# Help me understand those @#$%^& mats in Poodle coats



## twyla (Apr 28, 2010)

Yes the evil of the coat change, some poodles have it worse than others. Weekly bathes with leave in conditioner helped me with my girl Beatrice, her coat change was in the dead of a cold winter.


----------



## Moni (May 8, 2018)

that's the other thing - not looking forward to shaving off all his hair just as it is getting colder....


----------



## Mfmst (Jun 18, 2014)

I have Buck’s legs and torso, short. He has the fluffy ears, blended topknot and poof tail, so I only had to deal with those during coat change. Plenty poodley, without mat stress. You could do a modified German, so you wouldn’t even have to deal with the ears. Nice masculine groom.


----------



## chinchillafuzzy (Feb 11, 2017)

Yep, coat change. I thought my girl would have to be shaved down for sure (and she was growing a full show coat!!) Here are the things I did, maybe something will help. Not saying any of these are the “right” way to do it - they are just what I did.

Dematt as well as you can before the bath. Use liberal amounts of corn starch on the Matt’s and use a slicker to brush it out. Corn starch can be drying but do it only right before the bath and don’t try to blow dry it out - causes a ton of static. Just put them in the tub right after you get the Matt’s out and it will rinse out easily. After bath and dry use leaving in spray, slicker and then metal comb on every square inch.

A bath every 7 days at the longest. If they are 100% dematted after the bath I would usually go about 3 days before spraying, brushing and combing again. So at least one full brush out in between baths.

I didn’t rinse conditioner out completely in the tub. Most of the way, but not all the way. This helped.

Avoid petting or touching any of the longer hair areas unless you want to brush and comb right after.

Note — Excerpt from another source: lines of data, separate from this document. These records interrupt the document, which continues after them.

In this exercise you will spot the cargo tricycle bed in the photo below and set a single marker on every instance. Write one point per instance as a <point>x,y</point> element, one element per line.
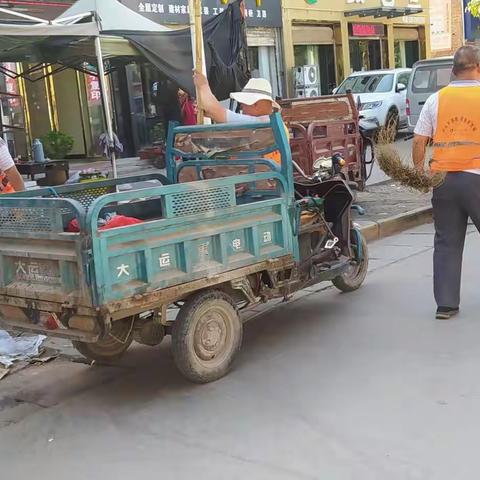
<point>109,262</point>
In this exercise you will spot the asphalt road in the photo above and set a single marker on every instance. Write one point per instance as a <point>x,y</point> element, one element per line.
<point>363,386</point>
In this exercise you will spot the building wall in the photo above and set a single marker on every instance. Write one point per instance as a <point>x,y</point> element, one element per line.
<point>333,15</point>
<point>447,24</point>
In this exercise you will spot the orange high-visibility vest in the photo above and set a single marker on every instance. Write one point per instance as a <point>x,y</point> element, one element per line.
<point>456,142</point>
<point>275,156</point>
<point>5,186</point>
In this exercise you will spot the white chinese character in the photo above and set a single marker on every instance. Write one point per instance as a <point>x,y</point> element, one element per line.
<point>237,244</point>
<point>21,267</point>
<point>203,250</point>
<point>95,95</point>
<point>33,269</point>
<point>123,270</point>
<point>164,260</point>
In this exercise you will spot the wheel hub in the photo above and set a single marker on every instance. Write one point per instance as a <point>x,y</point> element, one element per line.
<point>210,336</point>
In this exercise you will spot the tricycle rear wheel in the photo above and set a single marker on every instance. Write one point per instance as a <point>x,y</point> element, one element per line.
<point>206,336</point>
<point>354,277</point>
<point>111,348</point>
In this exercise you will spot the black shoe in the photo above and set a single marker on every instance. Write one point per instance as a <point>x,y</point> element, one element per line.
<point>446,313</point>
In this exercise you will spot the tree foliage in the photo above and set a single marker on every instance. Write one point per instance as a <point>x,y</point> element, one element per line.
<point>474,8</point>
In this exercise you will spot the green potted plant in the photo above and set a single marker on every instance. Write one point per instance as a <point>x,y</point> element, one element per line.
<point>57,145</point>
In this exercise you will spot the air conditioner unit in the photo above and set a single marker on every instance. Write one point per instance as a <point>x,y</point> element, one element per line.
<point>306,76</point>
<point>308,92</point>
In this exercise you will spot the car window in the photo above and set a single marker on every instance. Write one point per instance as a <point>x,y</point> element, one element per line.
<point>367,84</point>
<point>404,78</point>
<point>430,79</point>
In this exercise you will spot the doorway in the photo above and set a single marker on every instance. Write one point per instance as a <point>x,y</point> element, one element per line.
<point>368,54</point>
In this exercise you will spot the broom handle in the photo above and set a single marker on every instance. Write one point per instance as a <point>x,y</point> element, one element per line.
<point>199,64</point>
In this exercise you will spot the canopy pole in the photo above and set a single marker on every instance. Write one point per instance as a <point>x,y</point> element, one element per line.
<point>106,105</point>
<point>198,49</point>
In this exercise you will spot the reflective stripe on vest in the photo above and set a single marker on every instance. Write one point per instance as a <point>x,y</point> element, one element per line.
<point>456,142</point>
<point>5,186</point>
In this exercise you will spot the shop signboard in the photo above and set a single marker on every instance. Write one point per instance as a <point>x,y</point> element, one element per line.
<point>440,25</point>
<point>11,85</point>
<point>472,25</point>
<point>386,3</point>
<point>259,13</point>
<point>93,90</point>
<point>368,30</point>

Yes it is a huge pain!!! I wish you a lot of luck!!!


----------



## snow0160 (Sep 20, 2016)

Good news is after the coat changes, things should get so much better. It did for me and I never keep Lucky’s foot and torso hair longer than .5”. 


Sent from my iPhone using Tapatalk Pro


----------



## Viking Queen (Nov 12, 2014)

If you have a true matt comb be EXTREMELY careful with it. Waay too easy to cut your boy with one of those. I don't own one for that reason.

I took Poppy very short on body and legs, leaving ears, topknot and tail fluffy.

Life is too short and too uncomfortable when trying to demat a puppy.

You have received great advice. Hair grows back quickly once coat change is over. Cut the hair short and enjoy your time together. You have many years following coat change to grow poofy coat and play with it.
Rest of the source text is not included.